Bruce Chandler: I was hired as a laborer in an orchard up in Chelan County in north-central Washington in 1978–79. Since then, I’ve been in the fruit business. I had been living in the Puget Sound region, so it was quite a change. Over the years, I worked for several different orchards and became a manager of several orchards in north-central Washington. I submitted a bid to an orchard in Yakima County that had been defaulted back to the U.S. Department of Agriculture. For some reason, I was the only one who submitted a bid, so I got the orchard. That kept me nervous for years afterward! I’ve been in the fruit business for about 36 years. It’s been a great life and has been really good for my family. As my time in the industry continued, it was only natural that I start paying more attention to politics and government and how they affect agriculture. Some people that I respected encouraged me to run when Jim Honeyford decided to move to the Washington State Senate. I was persuaded to go on the ballot and ended up being elected to the state legislature. Now I’ve been there for 21 years.
Joshua Dill: What were the main legislative landmarks that brought the YBIP to its current state?
Bruce Chandler: For the most part, the YBIP came out of litigation and objections, primarily from the Yakama Nation, regarding water for fish. There is a federal court case on the topic. The YBIP was an attempt to respond to those issues. I don’t think that anyone in the county or the basin really believed that it was going to work out. One of the things that did help it move forward was that the legislature, just a couple of years before, had managed to come to an agreement authorizing the support of a work group developing a plan for the Walla Walla basin in the southeastern corner of Washington State. That actually has had similar constituencies, but on much smaller scale. That success encouraged the people involved with the Yakima basin. I think it helped inspire a resolution that seriously addressed each party’s highest concerns.

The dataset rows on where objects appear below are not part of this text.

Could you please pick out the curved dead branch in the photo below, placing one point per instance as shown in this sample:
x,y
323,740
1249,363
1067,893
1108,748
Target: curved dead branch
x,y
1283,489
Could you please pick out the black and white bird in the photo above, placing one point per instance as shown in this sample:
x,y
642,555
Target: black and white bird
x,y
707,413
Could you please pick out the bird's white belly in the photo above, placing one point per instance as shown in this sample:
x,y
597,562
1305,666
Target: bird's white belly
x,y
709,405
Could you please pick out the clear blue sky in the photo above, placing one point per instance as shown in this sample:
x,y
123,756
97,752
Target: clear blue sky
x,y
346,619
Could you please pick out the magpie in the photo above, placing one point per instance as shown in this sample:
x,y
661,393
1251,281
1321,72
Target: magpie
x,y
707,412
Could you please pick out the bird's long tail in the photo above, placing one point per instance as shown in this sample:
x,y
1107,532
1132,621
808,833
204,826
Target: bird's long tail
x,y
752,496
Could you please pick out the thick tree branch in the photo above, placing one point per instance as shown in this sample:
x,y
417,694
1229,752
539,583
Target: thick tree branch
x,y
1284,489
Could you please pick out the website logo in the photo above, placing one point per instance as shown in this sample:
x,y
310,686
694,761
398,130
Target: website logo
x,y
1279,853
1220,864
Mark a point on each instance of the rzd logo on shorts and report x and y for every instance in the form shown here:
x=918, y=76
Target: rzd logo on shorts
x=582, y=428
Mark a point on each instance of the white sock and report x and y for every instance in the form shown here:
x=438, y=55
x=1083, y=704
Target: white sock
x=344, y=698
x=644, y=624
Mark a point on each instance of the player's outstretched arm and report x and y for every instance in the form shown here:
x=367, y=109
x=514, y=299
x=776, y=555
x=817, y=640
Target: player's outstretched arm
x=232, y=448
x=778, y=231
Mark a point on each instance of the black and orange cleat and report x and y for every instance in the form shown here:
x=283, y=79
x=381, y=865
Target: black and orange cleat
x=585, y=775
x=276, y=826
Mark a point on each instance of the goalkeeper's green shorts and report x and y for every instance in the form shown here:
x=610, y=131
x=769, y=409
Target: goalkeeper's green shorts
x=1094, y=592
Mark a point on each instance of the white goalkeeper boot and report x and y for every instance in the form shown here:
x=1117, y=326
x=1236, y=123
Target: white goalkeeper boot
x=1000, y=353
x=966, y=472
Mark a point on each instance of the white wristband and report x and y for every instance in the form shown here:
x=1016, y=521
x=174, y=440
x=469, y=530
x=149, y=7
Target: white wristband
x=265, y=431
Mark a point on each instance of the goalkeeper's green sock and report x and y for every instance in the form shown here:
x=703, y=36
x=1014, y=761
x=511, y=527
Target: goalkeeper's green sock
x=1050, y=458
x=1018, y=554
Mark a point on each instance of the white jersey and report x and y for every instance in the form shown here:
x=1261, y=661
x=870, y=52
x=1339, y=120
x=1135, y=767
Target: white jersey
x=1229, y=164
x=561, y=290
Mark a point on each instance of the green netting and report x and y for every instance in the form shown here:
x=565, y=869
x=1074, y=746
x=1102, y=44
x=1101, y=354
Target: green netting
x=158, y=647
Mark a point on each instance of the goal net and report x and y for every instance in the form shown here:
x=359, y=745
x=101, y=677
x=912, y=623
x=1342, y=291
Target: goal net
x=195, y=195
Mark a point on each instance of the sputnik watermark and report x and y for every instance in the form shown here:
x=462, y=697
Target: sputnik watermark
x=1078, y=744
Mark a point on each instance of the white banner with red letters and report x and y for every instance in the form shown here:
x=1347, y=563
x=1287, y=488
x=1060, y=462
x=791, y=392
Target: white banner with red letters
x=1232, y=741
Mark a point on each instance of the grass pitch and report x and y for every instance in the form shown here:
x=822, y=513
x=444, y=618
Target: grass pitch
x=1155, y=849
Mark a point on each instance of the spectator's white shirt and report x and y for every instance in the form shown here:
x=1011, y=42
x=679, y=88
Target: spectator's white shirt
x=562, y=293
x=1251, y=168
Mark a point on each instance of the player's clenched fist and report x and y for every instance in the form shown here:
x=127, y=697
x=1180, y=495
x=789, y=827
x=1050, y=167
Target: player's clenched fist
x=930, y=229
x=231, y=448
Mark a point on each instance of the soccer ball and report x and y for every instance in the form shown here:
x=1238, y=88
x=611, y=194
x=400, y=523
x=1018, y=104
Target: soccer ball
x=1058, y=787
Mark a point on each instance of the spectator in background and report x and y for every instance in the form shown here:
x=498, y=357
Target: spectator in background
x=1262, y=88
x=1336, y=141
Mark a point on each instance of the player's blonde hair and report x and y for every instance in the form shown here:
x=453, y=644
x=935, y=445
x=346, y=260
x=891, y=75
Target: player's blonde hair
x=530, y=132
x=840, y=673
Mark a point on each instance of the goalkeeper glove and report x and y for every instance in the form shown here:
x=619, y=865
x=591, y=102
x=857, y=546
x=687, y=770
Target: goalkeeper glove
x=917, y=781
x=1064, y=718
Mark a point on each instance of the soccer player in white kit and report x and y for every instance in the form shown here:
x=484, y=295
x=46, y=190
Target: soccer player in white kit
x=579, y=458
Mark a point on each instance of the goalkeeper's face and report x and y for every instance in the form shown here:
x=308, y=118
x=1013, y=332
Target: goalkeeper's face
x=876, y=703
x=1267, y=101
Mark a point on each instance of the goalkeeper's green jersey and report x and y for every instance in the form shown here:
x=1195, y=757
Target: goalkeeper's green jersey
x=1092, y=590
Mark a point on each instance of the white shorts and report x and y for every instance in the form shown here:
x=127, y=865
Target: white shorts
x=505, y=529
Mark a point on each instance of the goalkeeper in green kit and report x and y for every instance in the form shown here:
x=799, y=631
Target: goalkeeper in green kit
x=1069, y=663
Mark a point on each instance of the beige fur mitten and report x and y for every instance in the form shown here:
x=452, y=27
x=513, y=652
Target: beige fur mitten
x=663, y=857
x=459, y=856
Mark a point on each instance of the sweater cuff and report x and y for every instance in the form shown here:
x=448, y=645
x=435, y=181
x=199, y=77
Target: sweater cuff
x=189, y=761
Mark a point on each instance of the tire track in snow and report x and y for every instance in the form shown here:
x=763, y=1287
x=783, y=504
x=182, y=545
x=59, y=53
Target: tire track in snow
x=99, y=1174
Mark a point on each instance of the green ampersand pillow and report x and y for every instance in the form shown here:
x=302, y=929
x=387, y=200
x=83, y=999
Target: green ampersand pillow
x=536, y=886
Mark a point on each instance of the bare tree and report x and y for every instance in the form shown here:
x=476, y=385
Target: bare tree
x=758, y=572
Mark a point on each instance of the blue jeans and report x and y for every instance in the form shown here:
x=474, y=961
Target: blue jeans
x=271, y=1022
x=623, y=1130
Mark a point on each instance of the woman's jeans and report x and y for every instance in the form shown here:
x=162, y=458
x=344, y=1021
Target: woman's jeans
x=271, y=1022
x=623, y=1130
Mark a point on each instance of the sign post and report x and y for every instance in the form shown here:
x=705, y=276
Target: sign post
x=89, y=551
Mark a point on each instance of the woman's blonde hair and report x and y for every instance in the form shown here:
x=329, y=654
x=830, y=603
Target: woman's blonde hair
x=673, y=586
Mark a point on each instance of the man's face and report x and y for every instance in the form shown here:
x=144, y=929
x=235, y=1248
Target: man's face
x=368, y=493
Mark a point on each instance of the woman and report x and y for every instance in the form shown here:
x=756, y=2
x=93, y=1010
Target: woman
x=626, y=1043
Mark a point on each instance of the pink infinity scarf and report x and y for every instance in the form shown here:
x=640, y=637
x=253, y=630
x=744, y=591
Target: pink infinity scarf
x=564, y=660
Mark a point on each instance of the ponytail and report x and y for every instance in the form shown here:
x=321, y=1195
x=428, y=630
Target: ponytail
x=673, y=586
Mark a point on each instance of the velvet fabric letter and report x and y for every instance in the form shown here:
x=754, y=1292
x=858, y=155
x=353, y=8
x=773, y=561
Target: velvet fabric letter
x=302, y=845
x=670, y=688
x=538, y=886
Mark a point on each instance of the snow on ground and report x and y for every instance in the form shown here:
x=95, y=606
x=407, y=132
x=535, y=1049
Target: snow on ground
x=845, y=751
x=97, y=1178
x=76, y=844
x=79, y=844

Joshua Dill: What was the process by which the plan was passed? Was there broad agreement about the content of the plan, or was there conflict?
Bruce Chandler: I believe that it was passed by the legislature by a wide margin. It had gone through extensive hearings after the plan had been agreed upon, and all the people who had negotiated it had signed on to it. The fact that both the Yakama Nation and the agricultural groups endorsed it was fundamental for its getting through the legislature. It was expected that there would be a standoff forever. I appreciate the courage of everyone who has been willing to hang in there and get this concluded.
Joshua Dill: What is the current status of the YBIP?
Bruce Chandler: A lot of progress has been made. One thing that has not been addressed yet is the plan’s call for additional water storage. People are anxiously waiting to see if that will happen. The irrigators in particular felt that that was a key part of the plan. That is the last remaining component to make progress on. Now the question is exactly where that water storage is located and how it’s going to be allocated.
Joshua Dill: Would legislative action be necessary for the construction of that storage to move forward?
Bruce Chandler: I think the state will have to support it. The Yakima basin is a federal basin governed by the Bureau of Reclamation, so there’s always got to be a partnership among the federal government, the state government, and local governments and the Yakama Nation. The real challenge is finding the place to put the water and making it accessible for different interests.
Joshua Dill: What is necessary now on the part of the state legislature to make sure that the plan is a success?
Bruce Chandler: Probably the most constructive thing it can do is encourage people to stay at the table and encourage constituents to keep faith in the process. If those two things occur, we will be able to find a solution. It may not be perfect, but at least it’ll be one that works.
Joshua Dill: What will be the effects of the YBIP on your district?
Bruce Chandler: I think it will make the management of water and the movement of water from one part of the basin to another more efficient and more predictable. The most important thing for both cities and municipalities and for agriculture is to be able to have confidence that water is going to be there in the future.
Joshua Dill: What is your vision for the future?
Bruce Chandler: This basin is one of the best agricultural production regions in the country, and I anticipate that it will continue to be so. People are continuing to come and start new lives in this area. It is an open question how much land continues to be used for agriculture, but that can’t happen unless there is water available. Water is necessary to ensure that agriculture can continue to be an important part not just of the economy but of the way of life of communities in the Yakima basin.